Myriam : Ma fréquence de publication va peut-être s’amoindrir. Et je suis toujours chez Léo Scheer, parce que je m’entends bien avec lui. Je m’entends aussi très bien avec Angie David, l’éditrice qui s’occupe de moi. Elle a une trentaine d’années et elle comprend parfaitement ce que j’ai envie de faire. Elle me corrige, me conseille, me suggère, mais dans l’ensemble, le texte de base n’est pas trop modifié. Je me sens assez libre et c’est fort plaisant.

Pour ce livre, tu t’es inspirée de ce que tu vois dans le milieu?

Myriam : Le personnage principal est inspiré de Patrick Poivre d’Arvor.
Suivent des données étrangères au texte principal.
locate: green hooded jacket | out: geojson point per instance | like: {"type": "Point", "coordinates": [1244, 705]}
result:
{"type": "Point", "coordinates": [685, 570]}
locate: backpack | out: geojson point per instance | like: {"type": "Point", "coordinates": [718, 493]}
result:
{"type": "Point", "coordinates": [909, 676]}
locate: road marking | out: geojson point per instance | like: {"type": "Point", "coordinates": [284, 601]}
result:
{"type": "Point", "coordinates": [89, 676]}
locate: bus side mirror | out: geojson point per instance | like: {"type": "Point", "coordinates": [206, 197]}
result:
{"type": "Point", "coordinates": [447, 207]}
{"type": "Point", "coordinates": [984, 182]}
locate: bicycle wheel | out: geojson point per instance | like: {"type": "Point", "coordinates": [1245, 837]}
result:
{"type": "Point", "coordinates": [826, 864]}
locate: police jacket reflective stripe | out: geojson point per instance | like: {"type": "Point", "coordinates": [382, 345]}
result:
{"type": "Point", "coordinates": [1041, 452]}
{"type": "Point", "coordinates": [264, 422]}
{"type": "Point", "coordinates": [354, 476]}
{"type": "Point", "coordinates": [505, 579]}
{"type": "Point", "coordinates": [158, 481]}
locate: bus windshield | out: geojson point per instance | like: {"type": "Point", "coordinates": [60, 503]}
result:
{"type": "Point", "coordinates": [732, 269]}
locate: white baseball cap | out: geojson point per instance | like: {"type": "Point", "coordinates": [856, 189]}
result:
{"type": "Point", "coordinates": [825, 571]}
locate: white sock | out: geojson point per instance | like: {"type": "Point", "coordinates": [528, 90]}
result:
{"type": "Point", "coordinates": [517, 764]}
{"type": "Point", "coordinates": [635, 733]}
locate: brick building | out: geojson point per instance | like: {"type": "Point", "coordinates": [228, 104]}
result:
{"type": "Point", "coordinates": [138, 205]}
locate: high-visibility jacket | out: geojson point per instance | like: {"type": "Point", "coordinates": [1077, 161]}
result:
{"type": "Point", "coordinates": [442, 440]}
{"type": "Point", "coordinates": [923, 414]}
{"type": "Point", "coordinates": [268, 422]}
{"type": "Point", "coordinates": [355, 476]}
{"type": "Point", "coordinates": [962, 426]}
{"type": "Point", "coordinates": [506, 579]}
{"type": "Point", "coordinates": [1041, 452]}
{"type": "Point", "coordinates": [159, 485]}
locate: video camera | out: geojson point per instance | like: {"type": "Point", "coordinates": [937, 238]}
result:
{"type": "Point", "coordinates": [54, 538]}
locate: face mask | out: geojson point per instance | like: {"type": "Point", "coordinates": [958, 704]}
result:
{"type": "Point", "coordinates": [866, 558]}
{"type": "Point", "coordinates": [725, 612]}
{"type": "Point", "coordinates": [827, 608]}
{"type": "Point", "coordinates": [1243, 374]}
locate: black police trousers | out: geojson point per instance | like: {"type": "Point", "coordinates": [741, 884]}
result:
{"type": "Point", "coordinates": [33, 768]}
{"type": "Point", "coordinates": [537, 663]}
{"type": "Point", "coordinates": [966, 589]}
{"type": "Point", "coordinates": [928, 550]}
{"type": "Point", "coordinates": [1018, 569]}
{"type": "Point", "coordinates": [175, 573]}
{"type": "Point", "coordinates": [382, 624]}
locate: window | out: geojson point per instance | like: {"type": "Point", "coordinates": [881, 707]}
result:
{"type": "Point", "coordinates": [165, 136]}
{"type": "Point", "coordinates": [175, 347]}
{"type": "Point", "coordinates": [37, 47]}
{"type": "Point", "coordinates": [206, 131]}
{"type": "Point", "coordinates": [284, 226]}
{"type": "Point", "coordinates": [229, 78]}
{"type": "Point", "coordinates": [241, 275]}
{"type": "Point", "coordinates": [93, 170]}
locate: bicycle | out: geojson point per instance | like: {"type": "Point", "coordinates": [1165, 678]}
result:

Ce n’est pas lui complètement, mais le fond est inspiré de lui.

Le plagiat, en 2012, c’est quand même pas mal jouer avec le feu.

Myriam : Oui, c’est complètement dingue de s’adonner à ça. Cela étant, je me suis moi-même un peu amusée. J’ai mis en exergue de mon livre une phrase de Jean-Jacques Schuhl. J’ai placé la même citation à la fin, mais sans le citer. Personne ne m’en a fait la remarque. Je ne sais pas si les gens l’ont remarqué. J’ai fait du plagiat pour m’amuser et je joue avec ça.

En tout cas, c’est un sujet intéressant le plagiat.

Myriam : Oui. L’année dernière, j’ai l’impression que l’on a parlé que de ça. Il y a eu les « affaires »  Rama Yade, PPDA avec Hemingway, Joseph Macé-Scaron…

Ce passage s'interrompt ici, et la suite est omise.